Taking Time Off — Catalyst Hip Protocol
Catalyst Hip Protocol — Member Resource

Taking time off

Travel, illness, life — how to step back in.

Life happens — a vacation, a busy stretch at work, getting sick. Time off does affect your tendons, but stepping back in correctly protects the progress you've made. Find how long you paused below, and follow the matching re-entry plan for both your strength and activity work.

Why re-entry is tiered

Tendons are built from collagen fibers that adapt to the loads you place on them. When you train consistently, the cells in your tendons build and organize collagen to handle more — but this structural adaptation is slow, taking weeks to months.

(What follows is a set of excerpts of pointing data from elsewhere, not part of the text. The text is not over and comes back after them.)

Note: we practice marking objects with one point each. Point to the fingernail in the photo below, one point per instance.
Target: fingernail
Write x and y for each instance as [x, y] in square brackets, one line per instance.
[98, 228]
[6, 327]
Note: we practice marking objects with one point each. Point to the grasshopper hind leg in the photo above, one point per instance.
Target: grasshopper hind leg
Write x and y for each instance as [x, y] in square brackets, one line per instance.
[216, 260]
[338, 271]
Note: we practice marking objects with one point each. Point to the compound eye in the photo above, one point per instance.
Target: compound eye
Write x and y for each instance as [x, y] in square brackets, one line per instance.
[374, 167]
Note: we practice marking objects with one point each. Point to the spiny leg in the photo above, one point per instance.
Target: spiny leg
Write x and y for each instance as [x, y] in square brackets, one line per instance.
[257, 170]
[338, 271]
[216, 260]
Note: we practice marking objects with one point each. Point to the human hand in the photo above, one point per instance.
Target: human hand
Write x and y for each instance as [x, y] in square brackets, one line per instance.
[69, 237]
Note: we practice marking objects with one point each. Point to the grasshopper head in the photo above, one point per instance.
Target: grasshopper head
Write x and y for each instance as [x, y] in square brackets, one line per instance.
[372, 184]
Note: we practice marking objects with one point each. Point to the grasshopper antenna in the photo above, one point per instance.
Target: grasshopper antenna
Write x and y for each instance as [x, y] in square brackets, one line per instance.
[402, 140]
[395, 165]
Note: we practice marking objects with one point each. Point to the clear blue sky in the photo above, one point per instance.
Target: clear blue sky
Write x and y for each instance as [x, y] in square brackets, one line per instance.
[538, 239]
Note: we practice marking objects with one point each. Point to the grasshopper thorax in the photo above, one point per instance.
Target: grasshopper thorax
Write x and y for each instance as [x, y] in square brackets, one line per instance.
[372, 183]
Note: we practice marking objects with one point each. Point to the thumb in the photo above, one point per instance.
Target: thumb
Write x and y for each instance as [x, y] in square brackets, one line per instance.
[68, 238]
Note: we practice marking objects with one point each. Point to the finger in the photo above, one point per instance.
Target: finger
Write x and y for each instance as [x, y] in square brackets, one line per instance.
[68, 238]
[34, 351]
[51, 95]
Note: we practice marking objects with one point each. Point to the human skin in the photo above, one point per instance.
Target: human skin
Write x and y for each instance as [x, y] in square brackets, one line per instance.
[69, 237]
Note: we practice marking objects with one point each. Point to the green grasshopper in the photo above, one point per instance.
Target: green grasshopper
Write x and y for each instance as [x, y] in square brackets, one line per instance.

When you stop, the process reverses: your tendon's capacity to handle load softens faster than your muscle strength does. That's why re-entry is tiered — we're matching your activity back to your tendon's current capacity, not your muscle's.

The good news: the rebuild is much faster than the first time, because your body re-engages the machinery quickly once load returns.

9 days or less
A short break
Strength & activity
Resume both at your previous level. No need to drop back — pick up where you left off.
10–21 days
1–3 weeks
Activity
Drop one activity Tier.
Strength
Repeat the week you were on before your pause for 2 weeks, then continue.
22–42 days
3–6 weeks
Activity
Drop two activity Tiers.
Strength
Restart your current month, completing 3 weeks at this level, then continue.
More than 42 days
6+ weeks
Strength & activity
Restart the program from the beginning — both strength and activity. You'll move through the early Tiers faster than the first time.
Re-entry is faster than the first time. Moving back through the Tiers after time off is usually much quicker than when you started — your body remembers.
If a flare happens during re-entry — at any point, regardless of where you are in the rebuild — follow the Flare-Up Framework.